I read Hundred Years and The Joke when I was pretty young (but not during hippie era) and the were both biting off a little more than I could chew at that point. I remember A Hundred Years more vividly.

Its awkward trying to define a "great" novel. When I chose them, it wasn't because they're my favorite novels. It was more trying to locate a time when a novel that was intellectually, and dare I say spiritually ambitious, entered into the general culture.

I don't really know what I'm trying to say besides the novel ain't what it used to be. And its not because there aren't writers out there.

pappy d said...

I don't disagree, but I think all the cynicism is a reaction to nihilism. Consider the cynicism of the educated person who does publish Danielle Steel, of all the shit-geniuses who have made the world more gray & mediocre so they could be a little more comfortable. These are cheerful cynics, insect-like 'rational actors' in the marketplace who elbow values out of the way to make room for a growing economy. Wielding Ockham's chainsaw, they pare down virtue to the ultimate value of how-much & declare themselves heroes.

"Alas, the time of the most despicable man is coming, he that is no longer able to despise himself. Behold, I show you the last man...." --Nietzsche

pappy d said...

Eddie:

Reading my last comment over, I'm worried that it sounds anti-rationalist & that's not what I meant to say.

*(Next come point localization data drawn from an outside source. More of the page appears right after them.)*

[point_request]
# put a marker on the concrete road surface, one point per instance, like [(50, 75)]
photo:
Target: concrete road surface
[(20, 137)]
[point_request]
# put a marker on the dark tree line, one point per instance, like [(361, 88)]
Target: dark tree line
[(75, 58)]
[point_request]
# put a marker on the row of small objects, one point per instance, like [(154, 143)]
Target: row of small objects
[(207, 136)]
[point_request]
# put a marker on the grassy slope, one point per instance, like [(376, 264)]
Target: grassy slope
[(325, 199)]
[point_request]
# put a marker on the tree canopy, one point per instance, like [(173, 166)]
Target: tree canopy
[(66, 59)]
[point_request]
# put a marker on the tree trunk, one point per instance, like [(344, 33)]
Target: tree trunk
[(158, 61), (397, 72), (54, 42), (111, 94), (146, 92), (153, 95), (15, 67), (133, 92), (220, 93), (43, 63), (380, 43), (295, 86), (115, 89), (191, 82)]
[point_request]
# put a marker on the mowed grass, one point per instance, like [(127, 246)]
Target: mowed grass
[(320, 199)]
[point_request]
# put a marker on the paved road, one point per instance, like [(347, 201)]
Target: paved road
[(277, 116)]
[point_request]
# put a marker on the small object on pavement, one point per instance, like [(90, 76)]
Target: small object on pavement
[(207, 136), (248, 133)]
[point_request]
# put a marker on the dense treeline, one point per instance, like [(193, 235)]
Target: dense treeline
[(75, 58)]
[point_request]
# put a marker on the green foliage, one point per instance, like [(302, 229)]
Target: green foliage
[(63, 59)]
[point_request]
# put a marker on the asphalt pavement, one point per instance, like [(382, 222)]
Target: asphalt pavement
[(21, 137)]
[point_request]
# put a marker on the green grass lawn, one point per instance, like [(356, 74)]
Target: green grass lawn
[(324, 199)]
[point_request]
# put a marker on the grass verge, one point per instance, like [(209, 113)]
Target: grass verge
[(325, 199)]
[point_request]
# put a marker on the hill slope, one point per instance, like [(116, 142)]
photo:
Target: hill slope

Print media is a broad subject, & I was thinking more specifically about literature. Under the old pre-media-conglomerate Mom & Pop model of publishing, Pop was a man of independent means & Mom was a Vassar grad. They were fans of literature who loved their work & probably enjoyed an occasional close brush with bohemia. They nurtured talent & fostered relationships between writers & editors. They encouraged the writer & would buy him drinks or sober him up as needed & all for a very modest return on investment. They couldn't compete with an ordinary modern business plan which focuses on maximising profits.

The HarperCollins(NewsCorp) website, "authonomy" appeared around the same time as Mass Animation's innovative business move to get animators to work for free.